Financial institutions and other private enterprises designated resident for Exchange Control purposes with no restrictions on their operations in The Bahamas may now investment, within specified limits, in debt and equity instruments of the private sector as well as public sector debt obligations, it was announced.
“We have to allow our economy to further integrate with the global economy and this is one way of doing that, but we have to do so in a measured and gradual fashion. We cannot just eliminate all of the exchange controls one time,” said Mrs. Craig.
Minister Smith, meanwhile, indicated that the relaxation of certain restrictions is a signal that the Bahamian economy is in a strong position at this time.
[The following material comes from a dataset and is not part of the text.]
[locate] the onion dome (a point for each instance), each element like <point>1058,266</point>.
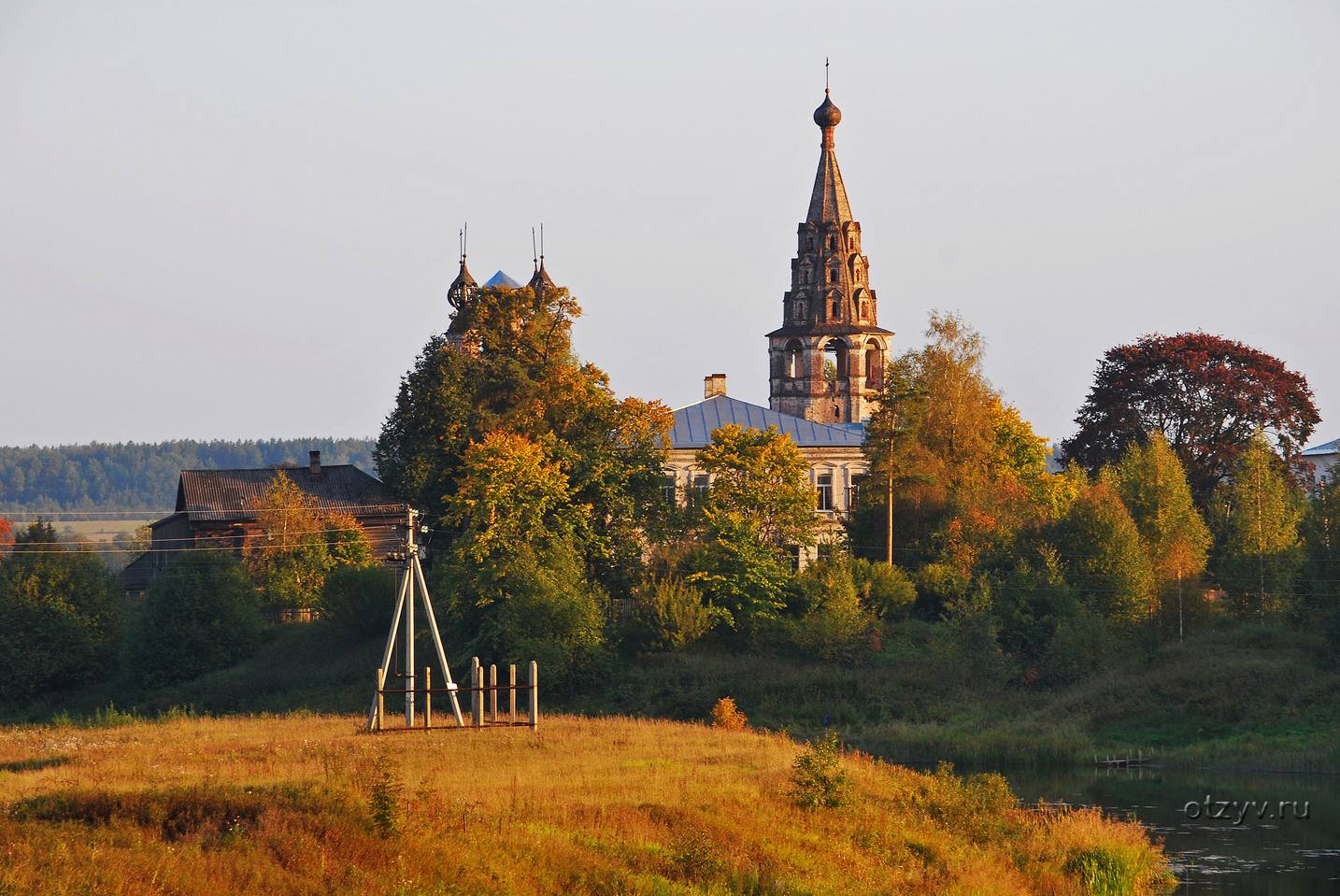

This is a step in the right direction — if that direction is the eventual repeal of all exchange controls in order to move the Bahamas toward a capitalist economy. Government’s job is to not manage the economy (i.e., destroy it), but to be more of an umpire that protects the rights of those who produce and trade — exchange controls are a clear violation of that right.
In a free country, the proper policy in regards to holding and keeping currency would be as follows: if you obtained your money (whether U.S. currency, or otherwise) morally, without violating the rights of others (that is, not through theft or fraud) you have the inalienable right to invest and dispose of your money — your property — as you wish (so long as you do not use it to violate the rights of others). Under a proper government, the laws would be set in place so that government officials would be forbidden — under the penalty of fines and imprisonment — from using police powers to control your money that you — and not they — worked for.
In other words in a free country exchange controls would not exist; because, economically they cripple the economy, politically they are a violation of individual rights, and morally as — an initiation of physical force — they are evil.